Getting the diagnosis right is critical.
A regular (weekly) bug meeting will help "tame" the queue.
Developers or some other individual with a very technical understanding of the system could guide the bug meeting. People can rotate from bug duty to regular duty. "Big" bugs can turn into projects.
A project has many details that need to be implemented. It is important that each of these details get completed, or otherwise, why they are not completed should be specified. Introducing half-baked features and projects into an unstable platform causes problems.
The variety of testing that needs to be done cannot be underscored. If a particular test cannot be done, then alternatives must be fully explored.
- Unit Testing. These are small, fast programs that test the code behaves as expected. Ideally, unit tests should test each line of code written, that it does what we think it is supposed to do. Practically, every function should have a unit test. You'll find that if you try to write "big" unit tests, you'll end up wishing you wrote small ones. So write small ones, and avoid the big ones.
- Functional Testing: These are large, slow perhaps automated tests that see if the sytem behaves as expected. These should be run by the developer before code is checked in.
- Stress testing. These are tests to see where the limits of the software lie. Although relatively few, a good stress test can help people see whether code is improving or hurting performance.
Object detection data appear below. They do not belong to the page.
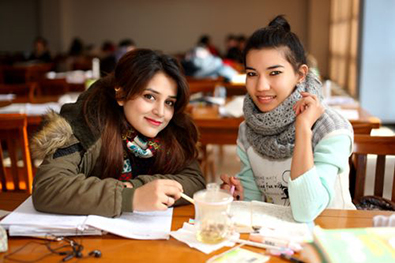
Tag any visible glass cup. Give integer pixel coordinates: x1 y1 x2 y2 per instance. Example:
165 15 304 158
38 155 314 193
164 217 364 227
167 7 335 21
193 183 233 244
250 201 263 233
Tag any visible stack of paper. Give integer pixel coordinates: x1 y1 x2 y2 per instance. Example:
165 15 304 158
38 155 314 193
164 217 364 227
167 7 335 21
0 197 173 239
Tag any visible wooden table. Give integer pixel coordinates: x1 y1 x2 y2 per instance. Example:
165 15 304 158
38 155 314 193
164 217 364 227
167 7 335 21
189 104 381 145
0 193 391 263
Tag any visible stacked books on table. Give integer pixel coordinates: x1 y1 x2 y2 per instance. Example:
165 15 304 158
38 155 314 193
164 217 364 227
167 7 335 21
0 197 173 239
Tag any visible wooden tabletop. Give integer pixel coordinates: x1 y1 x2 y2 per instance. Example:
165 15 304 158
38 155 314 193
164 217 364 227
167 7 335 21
189 101 381 145
0 193 391 263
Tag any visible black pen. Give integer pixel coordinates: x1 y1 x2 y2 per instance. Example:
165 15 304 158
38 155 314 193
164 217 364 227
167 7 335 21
280 253 306 263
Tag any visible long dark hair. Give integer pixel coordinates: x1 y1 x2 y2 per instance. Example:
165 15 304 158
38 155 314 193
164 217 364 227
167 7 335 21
83 49 198 178
243 15 307 72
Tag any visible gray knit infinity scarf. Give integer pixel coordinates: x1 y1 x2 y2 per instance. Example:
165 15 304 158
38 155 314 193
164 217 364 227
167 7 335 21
243 73 352 160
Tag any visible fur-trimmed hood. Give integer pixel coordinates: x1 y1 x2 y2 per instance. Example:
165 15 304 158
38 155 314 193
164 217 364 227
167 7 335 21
30 111 73 159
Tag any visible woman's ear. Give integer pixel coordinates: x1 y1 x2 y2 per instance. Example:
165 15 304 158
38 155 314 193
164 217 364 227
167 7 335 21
114 87 124 107
117 100 124 107
298 64 309 83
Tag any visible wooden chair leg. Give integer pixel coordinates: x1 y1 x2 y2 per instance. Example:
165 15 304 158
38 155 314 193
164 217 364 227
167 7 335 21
0 142 7 192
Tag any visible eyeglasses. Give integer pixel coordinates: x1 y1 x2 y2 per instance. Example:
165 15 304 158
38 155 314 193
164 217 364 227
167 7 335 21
4 236 101 263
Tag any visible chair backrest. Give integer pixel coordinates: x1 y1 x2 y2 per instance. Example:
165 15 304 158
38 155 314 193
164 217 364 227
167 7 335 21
0 114 33 193
352 123 373 135
0 82 38 102
350 134 395 206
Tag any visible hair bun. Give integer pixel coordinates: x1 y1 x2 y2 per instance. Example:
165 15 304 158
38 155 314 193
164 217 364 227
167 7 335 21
269 15 291 32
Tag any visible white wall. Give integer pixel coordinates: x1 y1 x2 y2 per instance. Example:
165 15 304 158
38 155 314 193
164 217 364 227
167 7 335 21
359 0 395 123
43 0 308 53
0 0 39 52
0 0 330 76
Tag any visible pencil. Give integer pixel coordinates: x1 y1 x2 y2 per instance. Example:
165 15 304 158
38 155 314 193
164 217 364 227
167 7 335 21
181 193 195 204
232 239 284 250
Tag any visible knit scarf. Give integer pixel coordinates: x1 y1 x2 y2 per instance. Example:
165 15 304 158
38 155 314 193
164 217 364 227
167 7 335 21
243 73 352 160
118 128 160 181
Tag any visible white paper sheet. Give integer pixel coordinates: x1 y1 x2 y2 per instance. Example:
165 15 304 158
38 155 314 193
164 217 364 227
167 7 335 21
85 208 173 239
230 201 314 243
0 196 173 239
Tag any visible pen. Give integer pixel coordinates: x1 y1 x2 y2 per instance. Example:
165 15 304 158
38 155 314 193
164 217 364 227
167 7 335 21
249 233 302 251
233 239 286 250
181 193 195 204
230 184 236 196
280 253 306 263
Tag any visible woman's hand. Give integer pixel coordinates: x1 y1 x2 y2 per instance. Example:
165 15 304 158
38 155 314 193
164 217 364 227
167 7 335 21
133 179 183 211
220 174 244 200
293 92 325 129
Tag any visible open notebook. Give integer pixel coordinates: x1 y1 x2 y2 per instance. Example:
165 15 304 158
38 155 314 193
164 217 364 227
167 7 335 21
0 196 173 239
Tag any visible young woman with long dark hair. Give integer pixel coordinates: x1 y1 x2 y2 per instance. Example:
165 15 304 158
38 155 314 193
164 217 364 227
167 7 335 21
32 49 205 217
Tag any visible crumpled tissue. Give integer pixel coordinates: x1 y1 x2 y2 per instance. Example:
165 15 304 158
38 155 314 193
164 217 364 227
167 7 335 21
170 223 240 254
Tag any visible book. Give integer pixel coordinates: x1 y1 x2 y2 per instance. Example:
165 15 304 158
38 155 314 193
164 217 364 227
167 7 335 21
0 196 173 239
302 226 395 263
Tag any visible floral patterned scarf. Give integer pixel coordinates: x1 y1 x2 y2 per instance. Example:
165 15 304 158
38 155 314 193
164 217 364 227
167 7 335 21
118 128 160 181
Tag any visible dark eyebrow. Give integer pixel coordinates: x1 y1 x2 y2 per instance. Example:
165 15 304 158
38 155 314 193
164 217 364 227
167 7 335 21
267 65 284 69
146 88 177 99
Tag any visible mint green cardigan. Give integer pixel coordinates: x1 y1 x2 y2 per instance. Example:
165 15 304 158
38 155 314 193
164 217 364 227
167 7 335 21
236 130 355 222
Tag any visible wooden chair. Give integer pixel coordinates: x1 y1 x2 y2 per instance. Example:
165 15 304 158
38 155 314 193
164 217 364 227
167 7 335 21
2 63 53 84
38 79 69 96
350 134 395 211
352 123 373 135
0 114 33 193
0 82 38 102
187 77 223 96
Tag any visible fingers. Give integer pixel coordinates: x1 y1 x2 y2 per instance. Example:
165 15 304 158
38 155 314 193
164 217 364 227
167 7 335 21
133 179 183 211
230 176 244 200
220 174 232 191
293 92 320 116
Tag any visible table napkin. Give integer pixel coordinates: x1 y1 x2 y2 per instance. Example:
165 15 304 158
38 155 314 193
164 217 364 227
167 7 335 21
170 223 240 254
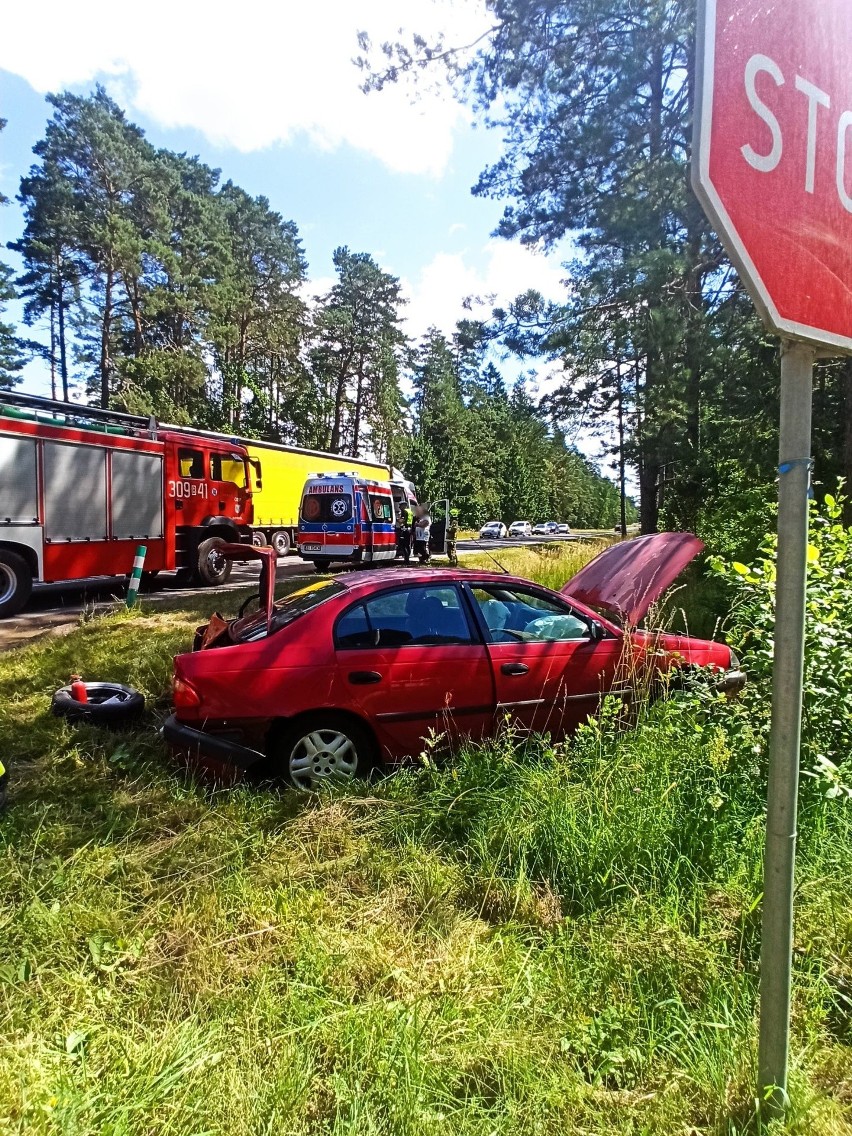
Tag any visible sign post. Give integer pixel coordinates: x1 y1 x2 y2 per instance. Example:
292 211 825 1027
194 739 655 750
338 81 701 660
692 0 852 1116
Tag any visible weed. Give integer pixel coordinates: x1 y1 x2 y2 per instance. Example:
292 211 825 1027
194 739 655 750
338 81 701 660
0 581 852 1136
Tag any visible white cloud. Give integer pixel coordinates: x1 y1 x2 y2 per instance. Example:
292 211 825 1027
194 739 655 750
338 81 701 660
403 240 566 336
0 0 487 175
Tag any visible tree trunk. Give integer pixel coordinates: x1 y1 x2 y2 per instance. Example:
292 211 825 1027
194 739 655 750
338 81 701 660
100 265 115 410
124 273 145 359
841 358 852 525
616 359 627 536
331 348 354 453
56 257 68 402
352 356 364 458
50 294 56 402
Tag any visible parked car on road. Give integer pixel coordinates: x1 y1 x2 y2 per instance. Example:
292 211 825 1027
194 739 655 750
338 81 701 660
509 520 533 536
164 533 745 790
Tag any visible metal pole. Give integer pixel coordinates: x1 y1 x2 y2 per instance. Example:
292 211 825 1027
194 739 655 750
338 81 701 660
758 342 815 1116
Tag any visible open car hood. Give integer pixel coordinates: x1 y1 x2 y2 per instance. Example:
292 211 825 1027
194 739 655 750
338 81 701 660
561 533 704 624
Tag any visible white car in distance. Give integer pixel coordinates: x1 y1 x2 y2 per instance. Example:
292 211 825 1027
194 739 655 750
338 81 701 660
509 520 533 536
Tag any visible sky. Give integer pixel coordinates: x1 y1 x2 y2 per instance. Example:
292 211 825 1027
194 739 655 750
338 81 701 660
0 0 613 474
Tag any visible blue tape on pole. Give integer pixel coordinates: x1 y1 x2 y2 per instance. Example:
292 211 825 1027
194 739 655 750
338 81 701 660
778 458 813 501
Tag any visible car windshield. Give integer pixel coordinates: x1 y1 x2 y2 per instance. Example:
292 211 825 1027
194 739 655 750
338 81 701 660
231 579 345 643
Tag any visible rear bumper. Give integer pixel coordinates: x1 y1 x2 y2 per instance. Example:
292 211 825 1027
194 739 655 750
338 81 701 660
160 715 266 769
716 669 749 699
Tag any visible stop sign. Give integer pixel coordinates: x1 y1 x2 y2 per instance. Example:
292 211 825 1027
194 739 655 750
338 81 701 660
692 0 852 350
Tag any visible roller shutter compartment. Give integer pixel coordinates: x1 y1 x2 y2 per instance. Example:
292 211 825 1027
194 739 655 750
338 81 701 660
0 435 39 527
110 451 162 541
44 442 107 542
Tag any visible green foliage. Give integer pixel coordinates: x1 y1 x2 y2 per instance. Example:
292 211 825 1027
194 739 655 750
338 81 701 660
403 324 635 528
711 494 852 772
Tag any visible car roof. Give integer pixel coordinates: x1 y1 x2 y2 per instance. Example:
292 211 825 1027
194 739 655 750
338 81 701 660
335 568 533 592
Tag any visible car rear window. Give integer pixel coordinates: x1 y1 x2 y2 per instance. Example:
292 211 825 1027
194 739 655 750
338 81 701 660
231 579 345 643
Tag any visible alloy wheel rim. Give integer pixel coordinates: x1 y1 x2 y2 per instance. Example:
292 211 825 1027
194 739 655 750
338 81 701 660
0 563 18 603
287 729 358 790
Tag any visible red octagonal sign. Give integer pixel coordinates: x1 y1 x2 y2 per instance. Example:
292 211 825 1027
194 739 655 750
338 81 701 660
692 0 852 350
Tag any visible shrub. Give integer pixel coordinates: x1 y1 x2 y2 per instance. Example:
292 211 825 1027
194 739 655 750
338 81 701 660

- Integration testing: These are tests where the system is put into a real-life simulation or where real data is fed into the system. The results should be compared to either live systems or carefully reviewed to ensure that they are expected and reasonable.
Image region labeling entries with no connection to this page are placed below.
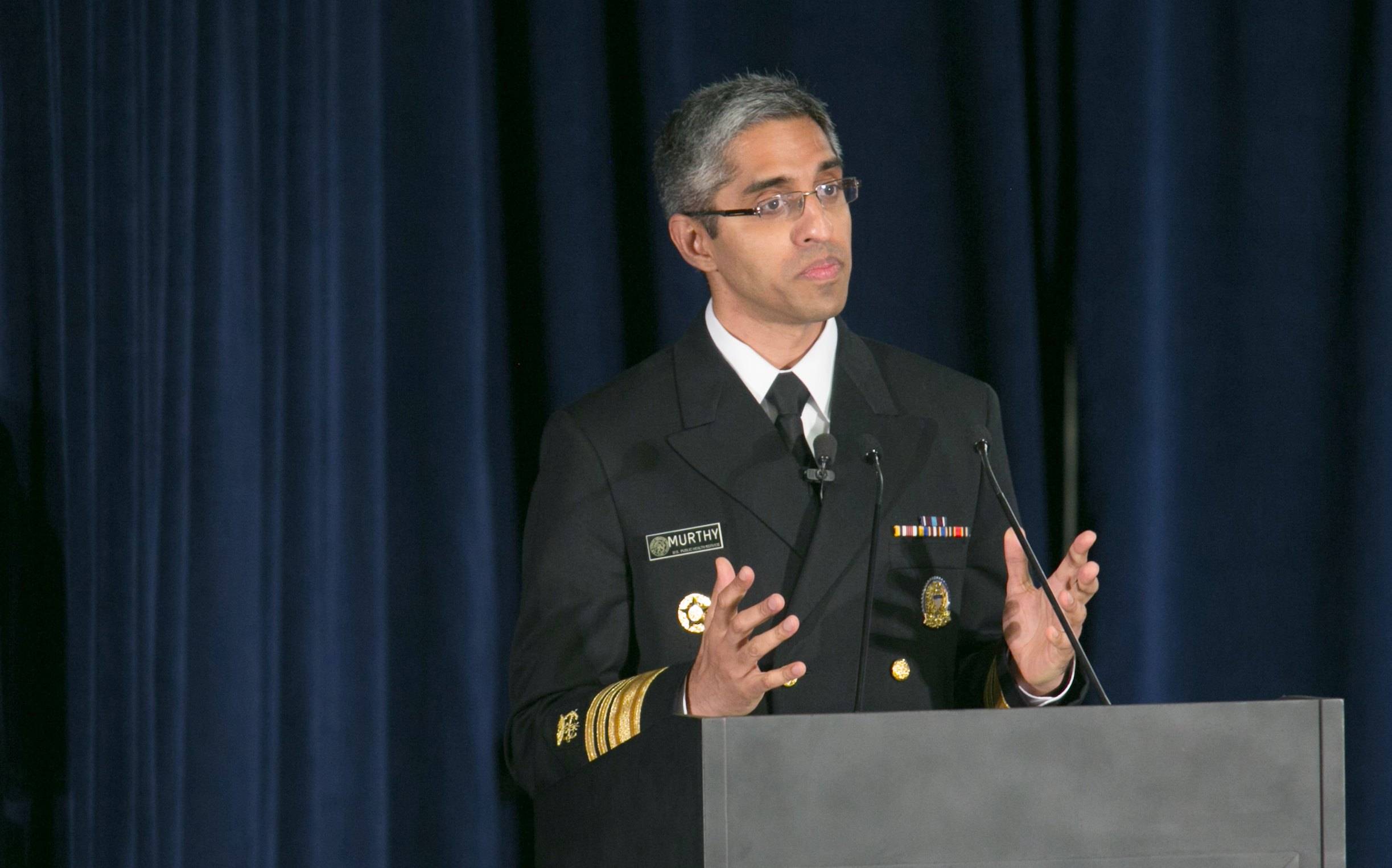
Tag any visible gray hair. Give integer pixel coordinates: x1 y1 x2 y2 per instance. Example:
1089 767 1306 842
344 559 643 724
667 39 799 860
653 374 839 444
653 72 841 235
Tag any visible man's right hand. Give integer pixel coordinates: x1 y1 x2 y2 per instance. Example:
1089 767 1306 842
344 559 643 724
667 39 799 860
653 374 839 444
686 558 808 718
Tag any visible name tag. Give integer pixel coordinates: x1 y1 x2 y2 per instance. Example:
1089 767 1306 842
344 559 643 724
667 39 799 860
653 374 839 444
646 522 725 561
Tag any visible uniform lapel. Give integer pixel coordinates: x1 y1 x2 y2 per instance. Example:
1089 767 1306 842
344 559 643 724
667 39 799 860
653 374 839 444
667 319 812 555
778 320 937 645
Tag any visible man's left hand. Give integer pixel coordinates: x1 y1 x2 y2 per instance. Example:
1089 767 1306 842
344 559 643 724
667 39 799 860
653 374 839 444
1002 530 1101 696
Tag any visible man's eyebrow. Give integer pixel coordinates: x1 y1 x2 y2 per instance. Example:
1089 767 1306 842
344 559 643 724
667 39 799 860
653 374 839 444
740 157 842 196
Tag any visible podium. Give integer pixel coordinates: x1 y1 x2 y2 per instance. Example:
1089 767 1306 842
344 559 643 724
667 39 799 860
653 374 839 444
536 698 1345 868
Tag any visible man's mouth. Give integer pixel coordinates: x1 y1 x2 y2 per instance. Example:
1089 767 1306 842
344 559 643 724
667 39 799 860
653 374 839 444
798 256 841 281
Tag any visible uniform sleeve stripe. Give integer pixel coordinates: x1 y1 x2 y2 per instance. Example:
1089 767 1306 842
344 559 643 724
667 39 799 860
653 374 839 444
584 666 667 761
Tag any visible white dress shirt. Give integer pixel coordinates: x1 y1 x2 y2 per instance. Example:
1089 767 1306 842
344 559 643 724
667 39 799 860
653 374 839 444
706 302 837 448
690 302 1073 714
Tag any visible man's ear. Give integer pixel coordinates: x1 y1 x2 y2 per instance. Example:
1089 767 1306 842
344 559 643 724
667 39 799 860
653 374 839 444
667 214 715 274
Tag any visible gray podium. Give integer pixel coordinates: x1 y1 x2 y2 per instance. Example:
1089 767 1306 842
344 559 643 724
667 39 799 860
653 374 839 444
537 700 1345 868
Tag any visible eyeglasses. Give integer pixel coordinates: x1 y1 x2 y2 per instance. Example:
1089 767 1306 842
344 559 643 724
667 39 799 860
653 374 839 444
685 178 860 220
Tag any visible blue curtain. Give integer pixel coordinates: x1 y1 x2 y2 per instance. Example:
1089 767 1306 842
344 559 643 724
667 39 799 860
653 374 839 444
0 0 1392 867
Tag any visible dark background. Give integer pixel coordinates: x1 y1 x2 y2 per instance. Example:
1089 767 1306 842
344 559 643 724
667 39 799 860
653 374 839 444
0 0 1392 867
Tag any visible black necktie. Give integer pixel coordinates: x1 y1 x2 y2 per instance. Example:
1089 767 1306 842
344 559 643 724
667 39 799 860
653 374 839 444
764 371 813 468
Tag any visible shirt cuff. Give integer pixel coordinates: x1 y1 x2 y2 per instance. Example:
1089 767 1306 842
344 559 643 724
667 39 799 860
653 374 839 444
1013 658 1077 708
672 669 692 715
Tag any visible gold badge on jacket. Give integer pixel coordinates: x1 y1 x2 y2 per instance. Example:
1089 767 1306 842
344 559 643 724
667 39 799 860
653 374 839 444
677 594 710 633
555 708 580 747
923 576 952 629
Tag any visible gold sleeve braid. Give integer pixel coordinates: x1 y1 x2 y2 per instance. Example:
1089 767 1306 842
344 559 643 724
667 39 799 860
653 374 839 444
584 666 667 761
984 658 1011 708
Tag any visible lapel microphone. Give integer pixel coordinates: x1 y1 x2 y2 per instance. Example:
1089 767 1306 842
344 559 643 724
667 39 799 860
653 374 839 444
851 434 884 711
802 431 837 483
973 425 1112 705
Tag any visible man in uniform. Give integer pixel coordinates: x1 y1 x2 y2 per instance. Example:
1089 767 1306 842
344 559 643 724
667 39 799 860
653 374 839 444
506 75 1098 793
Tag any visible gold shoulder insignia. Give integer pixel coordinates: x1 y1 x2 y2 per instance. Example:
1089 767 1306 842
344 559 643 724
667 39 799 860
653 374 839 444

Monitors provide a way to see where the system is broken.
Monitors should be attached to EVERY feature that is expected to work. Start with high-level things, but do not overlook the details. For instance, monitor the overall database size, but also, monitor the size of each table for unexpected values.
When monitors are triggered, it should either create a notification that can be addressed later, or send out an immediate alarm that will wake up people who are on call to investigate. Monitors should never be ignored, even if they are low priority. Sometimes, low-level, unimportant alarms will give valuable insight to the system.
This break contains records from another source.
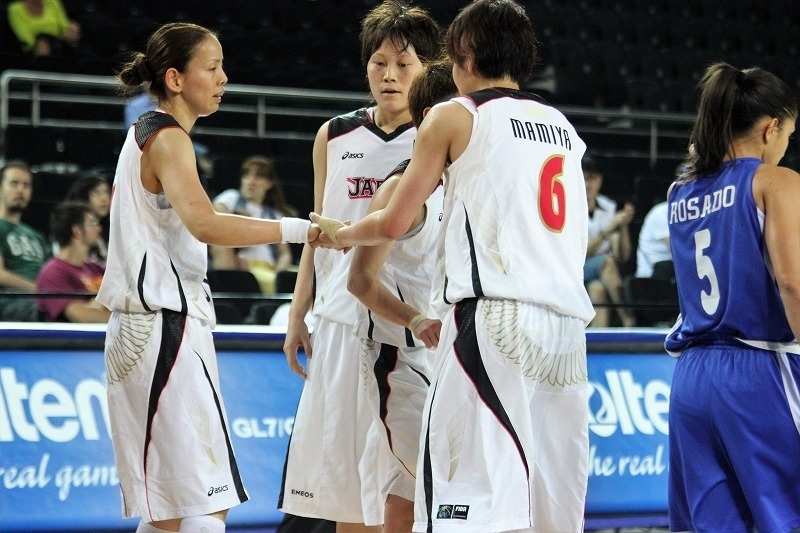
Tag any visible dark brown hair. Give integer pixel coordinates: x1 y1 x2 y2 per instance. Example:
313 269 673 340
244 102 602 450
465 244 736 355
240 155 297 217
408 60 458 127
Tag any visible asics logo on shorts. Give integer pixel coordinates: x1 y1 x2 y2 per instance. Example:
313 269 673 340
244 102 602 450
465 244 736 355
208 485 228 496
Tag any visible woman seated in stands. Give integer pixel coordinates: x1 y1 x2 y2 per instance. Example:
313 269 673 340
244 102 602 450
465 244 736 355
582 156 636 327
8 0 81 57
211 156 297 294
64 175 111 261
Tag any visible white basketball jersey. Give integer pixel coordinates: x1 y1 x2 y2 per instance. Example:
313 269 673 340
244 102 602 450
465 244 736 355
97 111 216 327
314 108 417 325
444 88 594 323
355 179 443 347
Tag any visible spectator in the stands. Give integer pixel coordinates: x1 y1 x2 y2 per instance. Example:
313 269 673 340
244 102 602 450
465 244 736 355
0 161 50 322
36 201 111 322
211 155 297 294
124 90 156 131
8 0 80 57
64 175 111 261
582 156 636 327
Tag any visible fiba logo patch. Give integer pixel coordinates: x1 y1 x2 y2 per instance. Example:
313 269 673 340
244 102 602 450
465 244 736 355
436 505 469 520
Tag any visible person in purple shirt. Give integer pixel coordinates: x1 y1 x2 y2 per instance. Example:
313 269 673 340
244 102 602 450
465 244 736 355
36 201 110 322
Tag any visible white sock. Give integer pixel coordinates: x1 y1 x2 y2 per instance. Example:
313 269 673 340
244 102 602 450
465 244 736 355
136 520 170 533
180 515 225 533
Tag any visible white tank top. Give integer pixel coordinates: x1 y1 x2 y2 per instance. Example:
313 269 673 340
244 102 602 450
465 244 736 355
97 111 216 327
314 108 417 325
444 88 594 323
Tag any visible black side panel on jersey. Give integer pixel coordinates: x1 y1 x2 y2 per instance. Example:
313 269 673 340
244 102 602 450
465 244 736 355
133 111 181 150
467 87 550 107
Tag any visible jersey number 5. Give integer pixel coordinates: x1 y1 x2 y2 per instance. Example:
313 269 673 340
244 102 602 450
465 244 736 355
539 155 567 233
694 229 719 315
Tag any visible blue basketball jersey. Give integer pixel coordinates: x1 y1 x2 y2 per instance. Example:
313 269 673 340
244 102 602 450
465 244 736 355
665 158 794 353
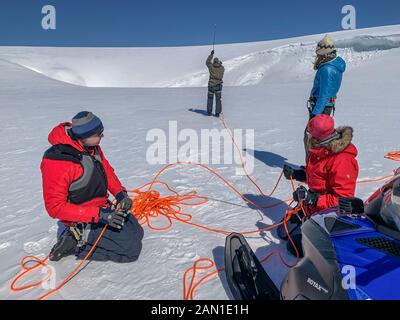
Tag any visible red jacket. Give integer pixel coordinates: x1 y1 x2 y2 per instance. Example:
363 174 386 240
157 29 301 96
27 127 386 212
306 127 358 213
40 122 126 224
The overall health of the system should be tracked by key metrics: how much money is being made? How many transactions are occurring? These should be surfaced on to a single page where anyone can see if the system is healthy or not with a single glance. An overview of the monitoring condition should also appear.
Logs should report every interesting or relevant bit of information. Errors should be monitored. Turning up the log level should provide detailed information about the process. Logs should be archived for a long period of time.
Think: If I were investigating a problem, what information would I like to see? Put that in a log.
A triage document should help people trying to diagnose bugs or monitors that have been triggered to their root cause. It is impossible to write this document in advance. Over time, however it should be adjusted. Every time a new issue is found, how it was diagnosed should be added to the triage document.
In the end, it should look like a decision tree. The starting points are alarms or general problems. Steps describe things to check, and what to do next depending on how things look.